抉择
那张脸没有眼睛。
两个空洞的眼眶里,黑色的魔气像泪水一样缓缓淌下来,滴在石台上,发出嘶嘶的声响。石台表面的符文被魔气腐蚀,一道道裂纹从滴落处向外蔓延,像是干裂的河床。
但她在笑。
嘴角微微上扬,弧度很浅,像是一阵风吹过水面留下的涟漪。如果不是那两个空洞的眼眶和不断渗出的魔气,这个笑容甚至可以说是温柔的。
「沧溟前辈。」我的声音在石室里回荡,带着我自己都不愿承认的颤抖,「你还能听到我说话吗?」
那张脸没有回应。笑容凝固在嘴角,魔气继续从眼眶中流淌。灰白色的魂魄光团在脸的周围脉动,每跳动一次,表面的裂痕就扩大一分。
叶青鸾站在我身后半步的位置,双剑交叉护在胸前。她的呼吸很轻,但我能感觉到她的紧张——握剑的指节泛白,银白色的发丝在魔气的侵蚀下微微飘动。
「封印快撑不住了。
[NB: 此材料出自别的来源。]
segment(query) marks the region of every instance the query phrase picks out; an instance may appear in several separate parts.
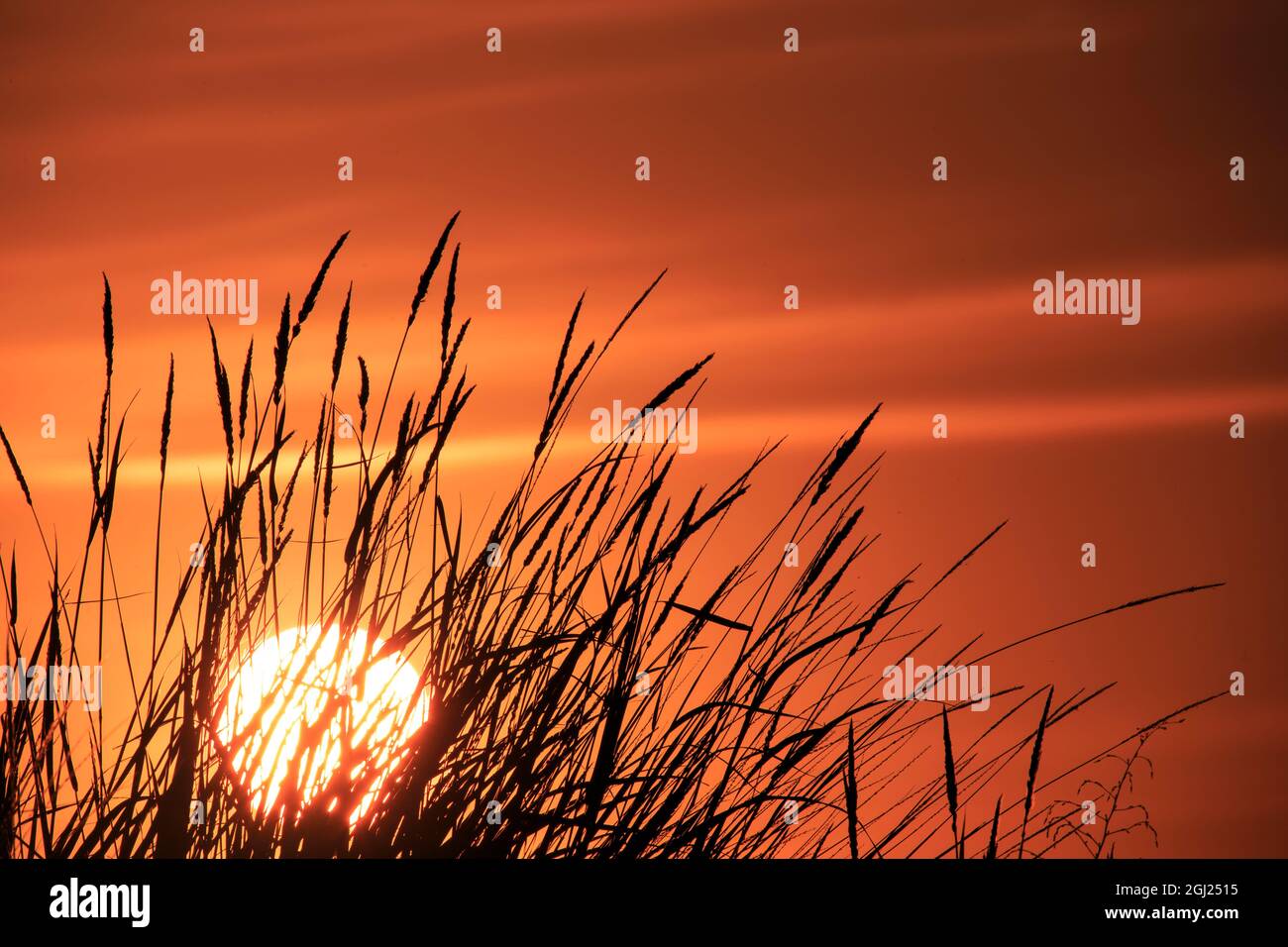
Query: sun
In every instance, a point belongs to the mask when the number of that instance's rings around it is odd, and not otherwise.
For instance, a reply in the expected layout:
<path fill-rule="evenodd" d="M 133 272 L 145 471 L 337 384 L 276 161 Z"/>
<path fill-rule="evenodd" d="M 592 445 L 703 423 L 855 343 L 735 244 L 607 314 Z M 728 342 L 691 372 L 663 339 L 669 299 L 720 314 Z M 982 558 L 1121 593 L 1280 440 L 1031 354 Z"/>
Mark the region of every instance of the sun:
<path fill-rule="evenodd" d="M 353 825 L 428 719 L 429 689 L 404 655 L 363 629 L 341 642 L 339 626 L 323 634 L 308 625 L 265 639 L 232 673 L 215 734 L 259 814 L 272 812 L 289 783 L 308 805 L 346 763 L 362 792 L 350 803 Z M 340 803 L 331 799 L 327 812 Z"/>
」叶青鸾的声音很低,只有我能听到,「魂魄表面的裂痕已经扩展到了核心。最多再过三天,半魂就会彻底崩溃。」
三天。半魂崩溃意味着什么,我们刚才已经从残留记忆中看到了——灵脉封印失去核心节点,魔尊挣脱束缚,天地灵脉被彻底撕裂。
不,比那更严重。灵脉封印维持了万年,已经和天地的灵气循环融为一体。封印崩溃不是简单的「邪物出世」,而是整个天地的灵气网络在一瞬间断裂——那种级别的冲击,足以让沧溟界上所有修士的修为同时暴跌,甚至直接抹杀低境界修士的生机。
「有办法修复吗?」我问。
叶青鸾沉默了几秒。「理论上,用同等或更高境界的剑意注入魂魄,可以暂时修补裂痕。但你的剑心通明是解析之力,不是修补之力。而且——」她顿了一下,「就算能修补,也只是续命。半魂被魔气侵蚀了万年,根基已经烂了。」
续命。不是解决,只是拖延。
——
我走到石台前,蹲下来,用剑心通明仔细感知沧溟半魂的状态。
解析结果让我心里一沉。
半魂的核心区域已经不到原来的三成。其余七成被魔气渗透,形成了一种诡异的平衡——魔气和魂魄交织在一起,你中有我,我中有你,像是两种颜料混在了一杯水里,再也分不开。
如果要修复封印,就必须把魔气从魂魄中剥离出来。但剥离魔气的同时也会剥离魂魄——就像从水中把蓝色颜料取出来,取出来的不是纯蓝色,而是带着大量水分的浊液。
「还有一个办法。」我站起来,看着那张凝固的笑脸。
叶青鸾看着我,等我说下去。
「灵脉封印。」我点点头。「沧溟前辈用半魂加固灵脉封印的节点,维持了万年。现在半魂快撑不住了,与其修补半魂,不如直接解封灵脉——让天地自身的力量重新压制魔尊。」
叶青鸾的眉头皱了起来。「解封灵脉意味着释放被压制的灵气。灵气暴涨的同时,末法时代就会终结。这听起来是好事——」
「但灵脉封印和魔尊封印是同一套体系。」我接过她的话,「解封灵脉等于同时解封魔尊。灵气回来了,魔尊也出来了。」
石室里安静了一瞬。远处传来极其微弱的震动——不是脚步声,是灵脉封印在呻吟。那种震动从脚底传上来,穿过石台,传进沧溟的半魂里,让那张凝固的笑脸又裂开了一道缝。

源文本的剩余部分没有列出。